I would like to use a validation dataset for early stopping while doing multi-label classification, but it seems that sklearn's MultiOutputClassifier doesn't support that. Do you have any suggestions for a solution?
import numpy, sklearn
from sklearn.multioutput import MultiOutputClassifier
from xgboost import XGBClassifier
# Creating some multi-label data
X_train = numpy.array([[1,2,3],[4,5,6],[7,8,9]])
X_valid = numpy.array([[2,3,7],[3,4,9],[7,8,7]])
Y_train = numpy.array([[1,0],[0,1],[1,1]])
Y_valid = numpy.array([[0,1],[1,1],[0,0]])
# Creating a multi-label xgboost
xgb = XGBClassifier(n_estimators=500, random_state=0, learning_rate=0.05, eval_metric='logloss')
xgb_ml = MultiOutputClassifier(xgb)
# Training the model
xgb_ml.fit(X_train, Y_train)
Everything works as expected till here!
Now I would like to use a validation set to do some early stopping. I use the same parameters as one would use for a normal single label xgboost.
# Training model using an evaluation dataset
xgb_ml.fit(X_train, Y_train, eval_set=[(X_train, Y_train), (X_valid, Y_valid)], early_stopping_rounds=5)
>ValueError: y should be a 1d array, got an array of shape (3, 2) instead.
It seems that the eval_set parameter does not pick up that the model now needs to be evaluated during training on a multi-label dataset. Is this not supported? Or am I doing something wrong?
@afsharov identified the issue in a comment. sklearn
doesn't know anything about the fit_params
, it just passes them along to the individual single-output models.
MultiOutputClassifier
doesn't do very much, so it wouldn't be a big deal to simply loop through the targets, fit xgboost models, and save them into a list. The main hit would seem to be the loss of parallelization, but you could do that yourself as well.
If you really wanted everything wrapped up in a class, I think deriving from MultiOutputClassifier
and overriding the fit
method should be enough. You'd copy most of the original fit method (the classes_
attribute setting and most of the parent class _MultiOutputEstimator
's fit
method), but break the eval_set
second elements into their columns and zip them together for the parallel fitting.

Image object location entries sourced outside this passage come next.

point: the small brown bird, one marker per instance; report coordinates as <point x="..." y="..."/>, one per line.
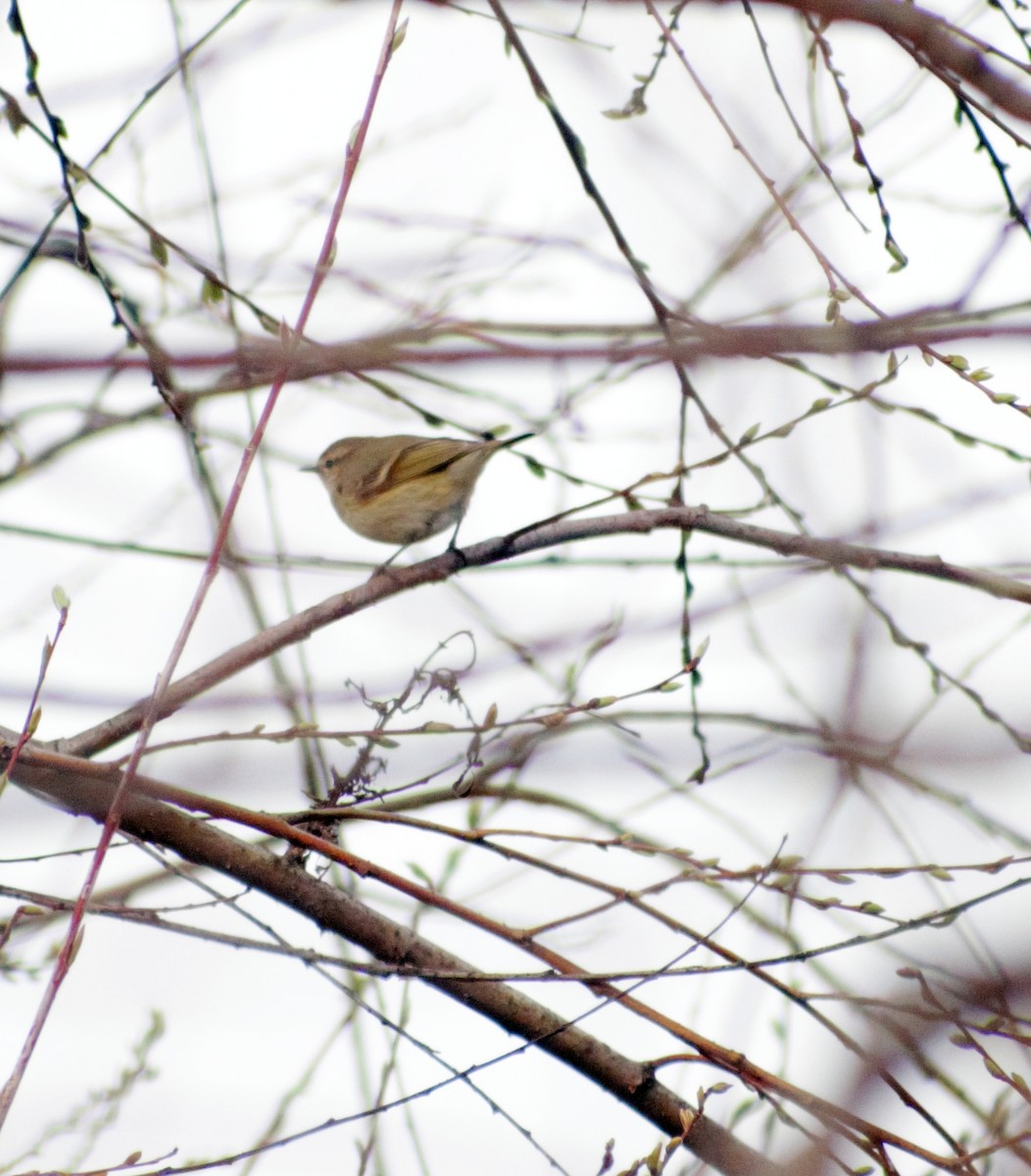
<point x="400" y="489"/>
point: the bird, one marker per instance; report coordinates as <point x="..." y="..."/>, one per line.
<point x="401" y="489"/>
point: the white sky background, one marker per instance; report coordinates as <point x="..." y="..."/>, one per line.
<point x="466" y="206"/>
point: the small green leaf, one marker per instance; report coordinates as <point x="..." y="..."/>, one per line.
<point x="535" y="467"/>
<point x="159" y="250"/>
<point x="211" y="291"/>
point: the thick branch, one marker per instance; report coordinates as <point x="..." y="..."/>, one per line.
<point x="84" y="788"/>
<point x="829" y="552"/>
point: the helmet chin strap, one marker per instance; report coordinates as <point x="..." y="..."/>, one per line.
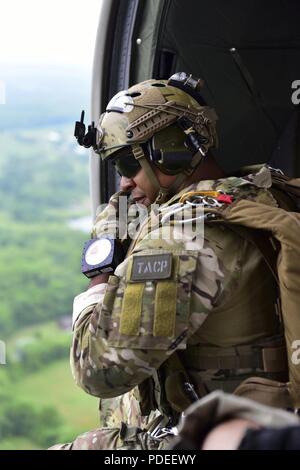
<point x="163" y="193"/>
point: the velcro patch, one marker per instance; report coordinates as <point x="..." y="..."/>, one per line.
<point x="152" y="267"/>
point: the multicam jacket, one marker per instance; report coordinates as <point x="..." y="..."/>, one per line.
<point x="215" y="301"/>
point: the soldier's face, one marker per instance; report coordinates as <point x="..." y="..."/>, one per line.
<point x="141" y="188"/>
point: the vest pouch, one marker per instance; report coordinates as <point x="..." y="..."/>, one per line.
<point x="265" y="391"/>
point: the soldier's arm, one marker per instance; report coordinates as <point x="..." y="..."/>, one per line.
<point x="136" y="326"/>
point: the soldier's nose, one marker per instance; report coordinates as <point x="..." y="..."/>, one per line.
<point x="127" y="184"/>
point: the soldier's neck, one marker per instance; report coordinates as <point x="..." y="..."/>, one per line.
<point x="207" y="170"/>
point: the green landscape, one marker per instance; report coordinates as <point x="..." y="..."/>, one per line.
<point x="43" y="189"/>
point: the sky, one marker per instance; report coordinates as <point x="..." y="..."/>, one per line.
<point x="48" y="31"/>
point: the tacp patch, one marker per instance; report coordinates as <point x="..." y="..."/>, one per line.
<point x="151" y="267"/>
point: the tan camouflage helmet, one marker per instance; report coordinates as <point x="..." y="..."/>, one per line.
<point x="149" y="113"/>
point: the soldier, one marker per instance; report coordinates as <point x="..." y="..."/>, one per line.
<point x="182" y="316"/>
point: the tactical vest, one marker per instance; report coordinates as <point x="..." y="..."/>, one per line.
<point x="264" y="367"/>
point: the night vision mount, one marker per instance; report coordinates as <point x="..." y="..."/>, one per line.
<point x="88" y="139"/>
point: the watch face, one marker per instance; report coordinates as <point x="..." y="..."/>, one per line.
<point x="98" y="251"/>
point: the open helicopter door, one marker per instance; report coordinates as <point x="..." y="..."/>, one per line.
<point x="248" y="54"/>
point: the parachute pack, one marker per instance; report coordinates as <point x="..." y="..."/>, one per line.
<point x="276" y="232"/>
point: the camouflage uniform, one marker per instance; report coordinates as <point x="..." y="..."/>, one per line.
<point x="219" y="298"/>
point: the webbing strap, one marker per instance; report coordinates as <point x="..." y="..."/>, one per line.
<point x="131" y="309"/>
<point x="165" y="309"/>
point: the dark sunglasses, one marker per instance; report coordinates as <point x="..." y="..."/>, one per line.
<point x="127" y="166"/>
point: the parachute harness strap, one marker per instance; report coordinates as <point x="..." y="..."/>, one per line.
<point x="139" y="155"/>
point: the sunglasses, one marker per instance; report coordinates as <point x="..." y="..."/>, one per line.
<point x="127" y="166"/>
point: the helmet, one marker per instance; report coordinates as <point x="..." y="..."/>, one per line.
<point x="162" y="123"/>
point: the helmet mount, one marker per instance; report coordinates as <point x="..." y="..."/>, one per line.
<point x="165" y="123"/>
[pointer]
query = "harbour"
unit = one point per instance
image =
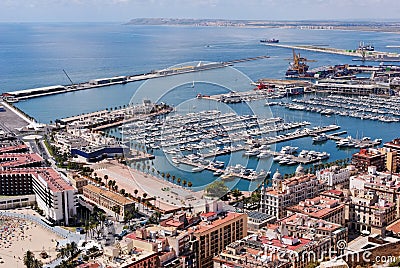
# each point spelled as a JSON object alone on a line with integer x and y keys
{"x": 358, "y": 54}
{"x": 117, "y": 95}
{"x": 15, "y": 96}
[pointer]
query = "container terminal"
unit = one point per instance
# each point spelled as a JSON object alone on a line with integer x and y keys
{"x": 359, "y": 54}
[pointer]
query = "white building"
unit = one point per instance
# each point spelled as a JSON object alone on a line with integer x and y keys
{"x": 53, "y": 194}
{"x": 334, "y": 175}
{"x": 288, "y": 192}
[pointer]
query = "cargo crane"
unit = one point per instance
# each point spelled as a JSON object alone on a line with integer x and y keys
{"x": 298, "y": 67}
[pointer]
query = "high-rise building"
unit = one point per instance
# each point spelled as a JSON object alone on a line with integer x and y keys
{"x": 215, "y": 232}
{"x": 288, "y": 192}
{"x": 53, "y": 194}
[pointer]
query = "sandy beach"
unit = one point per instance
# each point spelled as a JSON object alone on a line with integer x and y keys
{"x": 19, "y": 235}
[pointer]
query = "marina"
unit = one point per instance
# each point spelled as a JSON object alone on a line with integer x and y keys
{"x": 87, "y": 101}
{"x": 363, "y": 107}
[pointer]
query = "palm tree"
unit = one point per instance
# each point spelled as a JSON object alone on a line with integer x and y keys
{"x": 29, "y": 259}
{"x": 37, "y": 264}
{"x": 236, "y": 193}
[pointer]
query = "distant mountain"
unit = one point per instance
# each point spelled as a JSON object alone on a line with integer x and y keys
{"x": 364, "y": 25}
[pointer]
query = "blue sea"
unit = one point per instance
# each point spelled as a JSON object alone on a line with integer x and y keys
{"x": 35, "y": 55}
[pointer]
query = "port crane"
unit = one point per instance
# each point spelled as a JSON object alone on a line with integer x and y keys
{"x": 299, "y": 65}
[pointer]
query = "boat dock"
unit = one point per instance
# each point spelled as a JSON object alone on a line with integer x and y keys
{"x": 357, "y": 143}
{"x": 214, "y": 169}
{"x": 296, "y": 159}
{"x": 302, "y": 135}
{"x": 14, "y": 96}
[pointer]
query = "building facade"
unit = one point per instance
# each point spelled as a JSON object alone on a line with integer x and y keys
{"x": 53, "y": 194}
{"x": 288, "y": 192}
{"x": 108, "y": 200}
{"x": 213, "y": 235}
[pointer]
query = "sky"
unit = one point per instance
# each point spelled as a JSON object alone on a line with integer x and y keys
{"x": 124, "y": 10}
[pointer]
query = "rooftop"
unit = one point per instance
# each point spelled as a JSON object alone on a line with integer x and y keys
{"x": 205, "y": 226}
{"x": 51, "y": 177}
{"x": 302, "y": 220}
{"x": 10, "y": 160}
{"x": 317, "y": 207}
{"x": 108, "y": 194}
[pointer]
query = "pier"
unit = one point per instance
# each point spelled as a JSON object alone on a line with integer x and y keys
{"x": 14, "y": 96}
{"x": 368, "y": 55}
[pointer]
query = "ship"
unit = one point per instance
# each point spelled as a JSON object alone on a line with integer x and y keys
{"x": 366, "y": 47}
{"x": 273, "y": 40}
{"x": 298, "y": 68}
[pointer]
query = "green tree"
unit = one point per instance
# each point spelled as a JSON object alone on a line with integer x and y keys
{"x": 216, "y": 189}
{"x": 29, "y": 259}
{"x": 236, "y": 194}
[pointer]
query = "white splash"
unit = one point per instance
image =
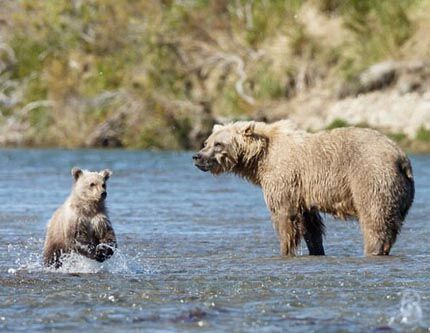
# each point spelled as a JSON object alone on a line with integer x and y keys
{"x": 28, "y": 257}
{"x": 410, "y": 313}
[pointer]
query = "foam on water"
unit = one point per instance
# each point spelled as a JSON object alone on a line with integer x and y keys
{"x": 29, "y": 258}
{"x": 410, "y": 313}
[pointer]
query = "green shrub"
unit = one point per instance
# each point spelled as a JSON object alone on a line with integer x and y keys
{"x": 337, "y": 123}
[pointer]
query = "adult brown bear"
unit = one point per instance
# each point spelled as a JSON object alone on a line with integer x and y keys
{"x": 346, "y": 172}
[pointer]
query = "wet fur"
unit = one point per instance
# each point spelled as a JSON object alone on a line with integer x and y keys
{"x": 81, "y": 224}
{"x": 347, "y": 172}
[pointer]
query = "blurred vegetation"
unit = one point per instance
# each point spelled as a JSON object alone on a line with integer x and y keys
{"x": 166, "y": 65}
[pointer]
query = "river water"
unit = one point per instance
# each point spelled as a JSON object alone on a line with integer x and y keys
{"x": 197, "y": 253}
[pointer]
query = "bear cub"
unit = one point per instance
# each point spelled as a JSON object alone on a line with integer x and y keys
{"x": 81, "y": 224}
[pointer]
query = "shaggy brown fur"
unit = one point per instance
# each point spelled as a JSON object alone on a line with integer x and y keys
{"x": 346, "y": 172}
{"x": 81, "y": 224}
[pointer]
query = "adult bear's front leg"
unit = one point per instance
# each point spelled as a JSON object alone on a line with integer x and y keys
{"x": 313, "y": 231}
{"x": 288, "y": 231}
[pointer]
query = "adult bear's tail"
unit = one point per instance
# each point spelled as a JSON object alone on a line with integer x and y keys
{"x": 406, "y": 170}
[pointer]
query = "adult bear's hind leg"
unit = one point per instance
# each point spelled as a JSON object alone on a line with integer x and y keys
{"x": 313, "y": 232}
{"x": 288, "y": 231}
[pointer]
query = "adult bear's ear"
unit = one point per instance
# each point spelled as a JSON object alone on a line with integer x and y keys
{"x": 217, "y": 127}
{"x": 106, "y": 173}
{"x": 249, "y": 128}
{"x": 76, "y": 173}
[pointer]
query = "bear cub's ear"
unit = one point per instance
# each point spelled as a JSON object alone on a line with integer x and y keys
{"x": 106, "y": 173}
{"x": 249, "y": 128}
{"x": 76, "y": 173}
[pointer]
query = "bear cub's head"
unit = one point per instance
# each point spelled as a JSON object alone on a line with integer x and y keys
{"x": 90, "y": 185}
{"x": 230, "y": 148}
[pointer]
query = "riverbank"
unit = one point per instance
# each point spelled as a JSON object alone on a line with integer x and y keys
{"x": 106, "y": 74}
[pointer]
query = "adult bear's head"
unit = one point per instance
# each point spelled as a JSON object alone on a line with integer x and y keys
{"x": 231, "y": 148}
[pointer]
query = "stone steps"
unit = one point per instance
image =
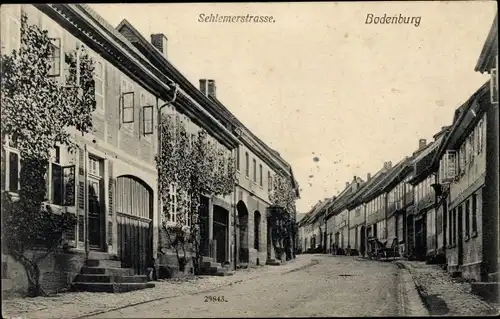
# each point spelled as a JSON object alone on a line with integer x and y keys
{"x": 487, "y": 290}
{"x": 211, "y": 268}
{"x": 103, "y": 273}
{"x": 273, "y": 262}
{"x": 110, "y": 278}
{"x": 111, "y": 287}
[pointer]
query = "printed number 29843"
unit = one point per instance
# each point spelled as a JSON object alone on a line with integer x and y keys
{"x": 215, "y": 299}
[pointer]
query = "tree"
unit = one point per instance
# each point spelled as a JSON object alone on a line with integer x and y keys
{"x": 282, "y": 220}
{"x": 195, "y": 167}
{"x": 36, "y": 113}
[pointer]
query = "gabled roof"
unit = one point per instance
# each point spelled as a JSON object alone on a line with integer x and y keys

Something along the lines of:
# current code
fit_params_validated = _check_fit_params(X, fit_params)
self.estimators_ = Parallel(n_jobs=self.n_jobs)(
delayed(_fit_estimator)(
self.estimator, X, y[:, i], sample_weight,
**fit_params_validated)
for i in range(y.shape[1]))
(source) to
fit_params_validated = _check_fit_params(X, fit_params)
eval_set = fit_params_validated.pop("eval_set", [(X, y)])
eval_set_sliced = [(eval_set_i[0], eval_set_i[1][:, i]) for eval_set_i in eval_set]
self.estimators_ = Parallel(n_jobs=self.n_jobs)(
delayed(_fit_estimator)(
self.estimator, X, y[:, i], sample_weight,
eval_set=eval_set_sliced[i],
**fit_params_validated)
for i in range(y.shape[1]))